A la suite de ces automutilations, la femme dont le corps est également destiné à la maternité, accouche de ses propres organes… tandis que sa langue vipérine pompe, lèche… s'allonge démesurément pour rejoindre le tricot qui devient chevelure… Mais tout cela n'a-t-il pas déjà été dit ?

Peut-être, alors, le spectateur à la fois fasciné et horrifié par la violence sans relâche de cette œuvre, parvenu au terme de ces puissantes tirades psychanalytiques qui définissent Marilena Pelosi comme un être profondément tourmenté, pourrait-il l'imaginer trouvant enfin un havre de paix, lorsque La femme (qui) vit une étape initiatique*, longuement baignée et ointe, nue (vêtue plutôt de ses seules ailes) et dépouillée de tous éléments du quotidien ; saluée par des êtres prosternés au long de son chemin, pénètre majestueusement, seule, en des lieux inondés de lumière et tapissés de fleurs ? Mais ce n'est qu'illusion ! Car alors, éperdue de solitude, elle psalmodie une litanie corroborant qu'elle est plus que jamais à la recherche d'elleelleelleelleelle*… à l'infini !

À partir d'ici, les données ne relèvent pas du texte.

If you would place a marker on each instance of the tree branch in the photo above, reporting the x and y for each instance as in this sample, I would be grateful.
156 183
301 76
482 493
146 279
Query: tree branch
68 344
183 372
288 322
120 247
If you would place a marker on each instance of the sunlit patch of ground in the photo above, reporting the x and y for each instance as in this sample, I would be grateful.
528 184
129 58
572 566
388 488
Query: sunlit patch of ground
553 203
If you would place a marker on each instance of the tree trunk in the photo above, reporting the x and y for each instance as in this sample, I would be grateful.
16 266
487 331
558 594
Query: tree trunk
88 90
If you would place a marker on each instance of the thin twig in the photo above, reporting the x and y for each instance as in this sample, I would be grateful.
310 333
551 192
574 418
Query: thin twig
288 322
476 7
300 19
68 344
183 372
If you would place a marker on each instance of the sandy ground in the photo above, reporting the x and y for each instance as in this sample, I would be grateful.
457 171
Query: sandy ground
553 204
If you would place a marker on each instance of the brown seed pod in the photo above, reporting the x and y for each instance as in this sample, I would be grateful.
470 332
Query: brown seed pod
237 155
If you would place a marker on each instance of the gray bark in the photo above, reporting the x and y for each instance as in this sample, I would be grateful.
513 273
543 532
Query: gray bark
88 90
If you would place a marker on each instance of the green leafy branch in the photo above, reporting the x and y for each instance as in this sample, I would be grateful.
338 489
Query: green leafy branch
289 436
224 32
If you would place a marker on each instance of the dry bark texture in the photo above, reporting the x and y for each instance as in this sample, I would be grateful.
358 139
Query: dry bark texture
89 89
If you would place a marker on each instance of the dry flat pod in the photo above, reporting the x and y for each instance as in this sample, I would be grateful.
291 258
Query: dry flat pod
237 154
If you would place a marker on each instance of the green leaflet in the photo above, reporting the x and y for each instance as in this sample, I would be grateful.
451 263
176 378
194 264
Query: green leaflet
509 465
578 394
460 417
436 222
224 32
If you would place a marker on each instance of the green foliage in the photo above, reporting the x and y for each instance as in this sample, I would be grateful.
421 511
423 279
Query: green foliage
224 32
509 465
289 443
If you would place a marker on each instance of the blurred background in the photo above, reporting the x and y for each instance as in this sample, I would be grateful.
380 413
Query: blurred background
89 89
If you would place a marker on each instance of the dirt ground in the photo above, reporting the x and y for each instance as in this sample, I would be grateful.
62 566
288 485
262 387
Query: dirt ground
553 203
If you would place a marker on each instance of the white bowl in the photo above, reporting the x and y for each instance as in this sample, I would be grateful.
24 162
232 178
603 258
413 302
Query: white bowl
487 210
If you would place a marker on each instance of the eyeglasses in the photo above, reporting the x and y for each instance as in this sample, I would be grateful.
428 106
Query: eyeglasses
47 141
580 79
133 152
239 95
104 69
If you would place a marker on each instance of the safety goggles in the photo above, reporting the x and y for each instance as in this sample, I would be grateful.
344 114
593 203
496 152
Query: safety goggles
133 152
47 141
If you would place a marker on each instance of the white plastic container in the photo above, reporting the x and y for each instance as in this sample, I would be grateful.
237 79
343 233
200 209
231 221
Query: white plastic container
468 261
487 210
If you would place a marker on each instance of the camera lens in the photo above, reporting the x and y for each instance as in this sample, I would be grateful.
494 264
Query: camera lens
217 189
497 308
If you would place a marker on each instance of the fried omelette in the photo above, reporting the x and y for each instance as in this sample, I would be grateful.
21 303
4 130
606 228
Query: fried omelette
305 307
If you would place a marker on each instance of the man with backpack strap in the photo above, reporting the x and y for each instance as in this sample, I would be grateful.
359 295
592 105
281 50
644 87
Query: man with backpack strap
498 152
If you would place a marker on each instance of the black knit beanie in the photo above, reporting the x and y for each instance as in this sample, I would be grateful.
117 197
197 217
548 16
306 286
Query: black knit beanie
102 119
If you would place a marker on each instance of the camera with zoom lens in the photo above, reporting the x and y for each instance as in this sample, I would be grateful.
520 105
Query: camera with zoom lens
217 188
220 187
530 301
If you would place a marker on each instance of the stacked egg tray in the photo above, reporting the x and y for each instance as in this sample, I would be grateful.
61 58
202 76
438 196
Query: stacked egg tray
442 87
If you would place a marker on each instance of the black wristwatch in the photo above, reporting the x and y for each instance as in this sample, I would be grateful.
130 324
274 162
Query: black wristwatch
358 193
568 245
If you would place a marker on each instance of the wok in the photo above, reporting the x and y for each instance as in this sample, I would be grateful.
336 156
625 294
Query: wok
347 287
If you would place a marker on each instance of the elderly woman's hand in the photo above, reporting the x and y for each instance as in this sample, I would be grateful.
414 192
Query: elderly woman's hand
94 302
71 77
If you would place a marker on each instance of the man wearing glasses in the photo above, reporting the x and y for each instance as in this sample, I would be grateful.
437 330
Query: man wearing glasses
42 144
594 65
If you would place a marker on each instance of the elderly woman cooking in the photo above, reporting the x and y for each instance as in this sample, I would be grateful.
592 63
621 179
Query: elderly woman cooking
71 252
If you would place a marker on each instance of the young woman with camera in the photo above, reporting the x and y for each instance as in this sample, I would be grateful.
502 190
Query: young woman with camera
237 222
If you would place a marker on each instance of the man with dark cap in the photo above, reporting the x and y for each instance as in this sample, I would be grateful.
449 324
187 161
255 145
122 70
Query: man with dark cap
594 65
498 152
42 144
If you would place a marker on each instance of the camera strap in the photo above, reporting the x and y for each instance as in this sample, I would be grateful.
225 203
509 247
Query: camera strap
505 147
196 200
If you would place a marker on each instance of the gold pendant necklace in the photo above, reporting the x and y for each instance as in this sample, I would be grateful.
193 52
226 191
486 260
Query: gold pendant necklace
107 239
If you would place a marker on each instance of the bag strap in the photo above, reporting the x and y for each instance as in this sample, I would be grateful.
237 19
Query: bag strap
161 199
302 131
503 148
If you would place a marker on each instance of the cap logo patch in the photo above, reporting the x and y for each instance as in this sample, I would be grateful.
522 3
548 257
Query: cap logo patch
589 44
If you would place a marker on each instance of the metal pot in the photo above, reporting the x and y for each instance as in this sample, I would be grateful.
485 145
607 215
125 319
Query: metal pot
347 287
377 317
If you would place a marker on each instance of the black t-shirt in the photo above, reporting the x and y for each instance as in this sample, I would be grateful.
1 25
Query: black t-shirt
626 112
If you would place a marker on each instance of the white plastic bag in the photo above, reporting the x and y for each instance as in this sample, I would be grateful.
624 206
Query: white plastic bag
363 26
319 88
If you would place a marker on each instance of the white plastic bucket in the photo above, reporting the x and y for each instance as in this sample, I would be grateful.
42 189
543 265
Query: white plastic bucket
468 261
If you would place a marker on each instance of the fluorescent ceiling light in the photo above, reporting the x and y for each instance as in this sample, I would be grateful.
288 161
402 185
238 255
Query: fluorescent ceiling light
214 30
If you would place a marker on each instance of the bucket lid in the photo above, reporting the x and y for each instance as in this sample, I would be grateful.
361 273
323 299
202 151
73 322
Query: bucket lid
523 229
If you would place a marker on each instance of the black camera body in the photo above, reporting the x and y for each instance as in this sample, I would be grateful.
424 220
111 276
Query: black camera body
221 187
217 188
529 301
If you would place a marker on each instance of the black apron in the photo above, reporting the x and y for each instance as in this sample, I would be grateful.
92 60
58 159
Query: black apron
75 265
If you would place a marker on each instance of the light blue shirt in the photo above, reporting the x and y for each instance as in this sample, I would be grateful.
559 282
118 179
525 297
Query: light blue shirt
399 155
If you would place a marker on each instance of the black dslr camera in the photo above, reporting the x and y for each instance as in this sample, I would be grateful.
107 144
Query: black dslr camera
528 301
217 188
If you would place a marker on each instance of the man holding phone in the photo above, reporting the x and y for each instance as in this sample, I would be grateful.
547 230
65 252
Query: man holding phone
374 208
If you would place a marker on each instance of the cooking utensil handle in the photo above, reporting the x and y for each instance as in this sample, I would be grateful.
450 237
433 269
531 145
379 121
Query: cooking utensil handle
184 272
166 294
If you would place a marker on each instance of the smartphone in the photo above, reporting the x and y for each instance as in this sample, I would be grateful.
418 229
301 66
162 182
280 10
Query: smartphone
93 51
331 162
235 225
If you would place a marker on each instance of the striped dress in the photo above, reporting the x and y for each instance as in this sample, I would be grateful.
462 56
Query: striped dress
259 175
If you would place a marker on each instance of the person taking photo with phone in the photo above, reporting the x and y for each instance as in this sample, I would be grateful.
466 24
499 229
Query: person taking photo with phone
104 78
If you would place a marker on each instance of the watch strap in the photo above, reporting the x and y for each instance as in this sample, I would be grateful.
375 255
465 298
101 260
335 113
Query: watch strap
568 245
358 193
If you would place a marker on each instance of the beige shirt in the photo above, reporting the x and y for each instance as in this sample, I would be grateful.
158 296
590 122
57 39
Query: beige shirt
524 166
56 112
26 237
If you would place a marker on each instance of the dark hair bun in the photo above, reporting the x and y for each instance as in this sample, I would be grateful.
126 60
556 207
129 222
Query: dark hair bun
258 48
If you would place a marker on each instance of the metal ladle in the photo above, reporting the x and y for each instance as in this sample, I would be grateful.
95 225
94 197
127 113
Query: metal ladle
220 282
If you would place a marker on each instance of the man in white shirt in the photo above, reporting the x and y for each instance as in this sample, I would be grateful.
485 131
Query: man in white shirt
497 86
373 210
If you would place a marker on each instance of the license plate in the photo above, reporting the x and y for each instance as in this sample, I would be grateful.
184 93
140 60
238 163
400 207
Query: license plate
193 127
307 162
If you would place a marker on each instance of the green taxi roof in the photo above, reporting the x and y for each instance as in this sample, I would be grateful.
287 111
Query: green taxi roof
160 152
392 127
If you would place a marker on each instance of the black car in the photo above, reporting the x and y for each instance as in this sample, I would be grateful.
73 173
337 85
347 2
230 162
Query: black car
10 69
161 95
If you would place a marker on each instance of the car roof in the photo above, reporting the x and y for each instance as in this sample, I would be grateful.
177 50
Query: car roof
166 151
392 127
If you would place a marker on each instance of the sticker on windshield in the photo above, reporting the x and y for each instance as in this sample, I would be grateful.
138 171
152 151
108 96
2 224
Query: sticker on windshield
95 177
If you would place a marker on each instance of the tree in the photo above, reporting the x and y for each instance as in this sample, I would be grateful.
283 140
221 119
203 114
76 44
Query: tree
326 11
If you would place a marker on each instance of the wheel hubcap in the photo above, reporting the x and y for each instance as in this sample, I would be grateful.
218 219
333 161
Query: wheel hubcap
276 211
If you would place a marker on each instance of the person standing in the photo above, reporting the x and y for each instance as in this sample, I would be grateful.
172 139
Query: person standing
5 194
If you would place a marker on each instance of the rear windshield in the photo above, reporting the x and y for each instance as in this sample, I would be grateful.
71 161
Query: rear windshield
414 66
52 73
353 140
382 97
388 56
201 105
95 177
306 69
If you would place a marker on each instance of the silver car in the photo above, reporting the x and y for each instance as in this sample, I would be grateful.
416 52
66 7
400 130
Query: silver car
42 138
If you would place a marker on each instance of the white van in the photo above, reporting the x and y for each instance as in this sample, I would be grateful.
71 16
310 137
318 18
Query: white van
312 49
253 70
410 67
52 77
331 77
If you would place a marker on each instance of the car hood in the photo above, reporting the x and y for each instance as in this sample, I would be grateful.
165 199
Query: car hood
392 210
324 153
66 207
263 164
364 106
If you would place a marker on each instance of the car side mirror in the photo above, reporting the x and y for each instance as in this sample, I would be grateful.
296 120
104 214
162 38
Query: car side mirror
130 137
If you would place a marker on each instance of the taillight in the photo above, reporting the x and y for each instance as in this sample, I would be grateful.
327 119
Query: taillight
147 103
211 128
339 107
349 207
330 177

Il faut donc se rendre à l'évidence : il n'existe aucun repos pour cette artiste qui, dans le silence et la solitude de sa maison, jette au long des jours sur le calque dont la translucidité sied à sa démarche ; au crayon, au stylo ou à la gouache, la métaphore de la dualité de sa vie : " elle ", présente et absente ; elle masculin et FEMININ ; produisant, prenant et rendant l'eau (qui purifie) et le sang (qui souille) ; elle piétinée et écrasante… elle, en un mot, boulimique de dessiner, hâtant ses gestes comme on lance ensemble le bon grain et l'ivraie, pour se dégager des fantasmes qui dominent sa vie réelle ; "le cœur battant très fort pendant l'ouvrage* . Si âpre à jeter sa souffrance sur le papier ; allant si loin dans cette expression libératoire… qu'il faut se demander ce qu'il serait advenu d'elle si, un jour, un bon " ange " n'avait tenu sa main pour lui suggérer de dire… de SE dire… ?

Jeanine Rivais

· Titres de l'œuvre de Marilena Pelosi.

Ce texte a été publié dans "le cri d'os", revue de poésie fondée par Jacques Simonomis.